6. According to the United Nations, money laundering is the processing of criminal proceeds to disguise their illegal origin. This money is generated by a criminal activity but may appear to come from a legitimate source.

“Money Laundering is the conversion or transfer of property, knowing that such property is derived from any offense(s), for the purpose of concealing or disguising the illicit origin of the property or of assisting any person who is involved in such offense(s) to evade the legal consequences of his actions”- UN Vienna 1988 Convention

7. Money laundering generally involves three key stages to integrate funds into the legal financial system.

(i) Placement: The crime money is injected into the formal financial system.

 

(ii) Layering: Money injected into the system is layered and spread over various transactions and book-keeping tricks to hide the source of origin.

(iii) Integration: Laundered money is withdrawn from the legitimate account to be used for criminal purposes. Now, money enters the financial system in such a way that the original association with the crime is disassociated. The money now can be used by the offender as legitimate money.

Notably, it is not necessary for money laundering cases to have all three stages; some stages may be combined, or several stages may repeat multiple times.

8. There are various methods through which money laundering is done, such as:

(i) Smurfing (the criminal breaks up large chunks of cash into multiple small deposits, often spreading them over many different accounts, to avoid detection.)

(ii) “Mules” (cash smugglers, who sneak large amounts of cash across borders and deposit them in foreign accounts, where money-laundering enforcement is less strict.)

(iii) Gambling and laundering money at casinos;

(iv) Hawala transactions

(v) Investing in commodities such as gems and gold that can be moved easily to other jurisdictions

(vi) Discreetly investing in and selling valuable assets such as real estate, cars, and boats;

(vii) Counterfeiting

(viii) Use of currency exchanges

(ix) Using shell companies (inactive companies or corporations that essentially exist on paper only).

9. The FATF monitors countries to ensure full and effective implementation of FATF standards. FATF mutual evaluations provide detailed country reports analyzing the effectiveness of measures against money laundering, as well as terrorist and proliferation financing.

10. The mutual evaluations reports consist of peer reviews, where members from various countries evaluate another country.

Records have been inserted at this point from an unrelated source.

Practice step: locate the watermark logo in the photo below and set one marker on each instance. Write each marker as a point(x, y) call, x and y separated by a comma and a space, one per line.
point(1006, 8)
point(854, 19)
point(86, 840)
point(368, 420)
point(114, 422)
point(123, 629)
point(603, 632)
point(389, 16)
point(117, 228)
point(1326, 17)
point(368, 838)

After analyzing a country’s anti-money laundering and counter-terrorist financing system, mutual evaluations provide recommendations to further strengthen its framework.

11. The Paris-based intergovernmental organisation FATF is the global money laundering and terrorist financing watchdog. It was formed in 1989 as a G7 initiative to examine and develop measures to combat money laundering. In 2001, the FATF expanded its mandate to also combat terrorist financing.

12. The FATF is a 40-member body. India became a member of FATF in 2010.

13. FATF has outlined a framework of measures to help countries tackle illicit financial flows. These are listed as 40 Recommendations that are divided into seven distinct areas: (i) AML/CFT Policies and coordination, (ii) Money laundering and confiscation, (iii) Terrorist financing and financing of proliferation, (iv) Preventive measures, (v) Transparency and beneficial ownership of legal persons and arrangements, (vi) Powers and responsibilities of competent authorities and other institutional measures, (vii) International cooperation.